Below are 4 of the most common types and how to use them…
Gluten Free Starches
Arrowroot starch comes from the arrowroot plant tuber. It is mostly carbohydrates and makes wonderful biscuits, cakes, hot sauces, and pudding. In Asian cuisine, Japanese arrowroot (kudzu) is used to make noodles. It works well to thicken up sauces and is often used instead of cornstarch. Unlike cornstarch or other thickeners that make a sauce that is cloudy, arrowroot sauces are clear. It also adds body and texture to baked goods, or can be used to bread veggies, chicken, and fish.
Expert tip: Arrowroot is not high in nutrition. In fact, it has no protein and contains about 3% fiber. (As opposed to a flour like almond flour, that has 10% fiber.) It is not a grain so it’s suitable for a grain free diet.
This bagel recipe uses arrowroot starch.
As you can probably guess, potato starch comes from crushed potatoes. The starch is then washed and dried out. Although potato starch doesn’t offer much in the way of nutrition, it does help to add moisture and texture. Because it absorbs a lot of moisture, potato starch is a good starch to use if you are baking something you want to be crispy. Potato starch should be combined with a gluten-free flour for the right balance in the end result.
Expert tip: Potato starch is a good thickener and gelling agent. It is wonderful in yeast breads, biscuits and muffins. It contains 0 protein and 0 fiber. Potato starch is also suitable for a grain free diet.
Potato starch is used in this bread recipe.
Tapioca starch is one of the most common starches used in gluten free baking. It comes from the root of the cassava plant it is often referred to as tapioca flour. Like arrowroot and potato starch, it is not high in nutrition and it won’t add flavor to your cooking. It adds structure to baked goods and will make them nice and golden brown. It can also be used as a thickener in sauces and gravy or as a batter coating.
Expert tip: Tapioca starch is one of my favorite starches for baking because it adds a chewiness to baked goods. Things like biscuits, yeast breads and cakes are ideal for tapioca starch. It is grain free as well. Like potato starch, it has 0 protein and 0 fiber.
See tapioca starch in action in these recipes.
Cornstarch is a good substitution for potato starch or tapioca (although if you do make this substitution, you should add in a leavening product such as baking powder or baking soda). Although it won’t help your baked goods rise as much as tapioca, it will provide flavor and a crispy texture.

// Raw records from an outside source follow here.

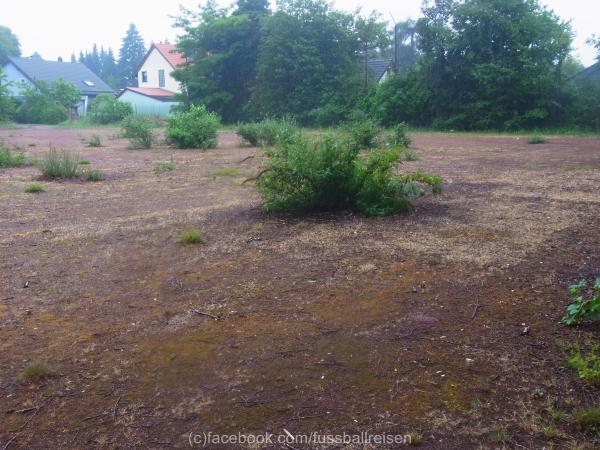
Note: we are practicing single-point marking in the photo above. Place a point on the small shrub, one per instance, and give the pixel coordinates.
(329, 174)
(399, 137)
(582, 309)
(94, 141)
(106, 108)
(59, 165)
(139, 130)
(537, 140)
(192, 236)
(196, 128)
(587, 366)
(588, 419)
(9, 159)
(268, 131)
(94, 175)
(35, 372)
(34, 188)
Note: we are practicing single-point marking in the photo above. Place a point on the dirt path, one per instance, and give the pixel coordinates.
(325, 324)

And, cornstarch is very easy to find and relatively inexpensive.
Expert tip: Cornstarch is a grain so it’s not suitable for grain free diets, it is vegan however. Cornstarch also contains 0 protein and 0 fiber.
Cornstarch is found in my gluten free flour blend.
One more tip when using starches for cooking: a grain starch such as cornstarch is good to use when you want to thicken something right at the beginning of cooking, such as stew. “Root” starches, such as potato, tapioca, and arrowroot, should be used if you need to thicken a sauce quickly, right before taking it off the stove.
As you can see, different starches will contribute different things to add to your cooking and baking. Often, my recipes will call for a combination of starches so that you reap all the benefits—for example, a combination of tapioca starch (which will result in golden-brown baked goods) and potato starch (which will add a nice light texture to baked goods).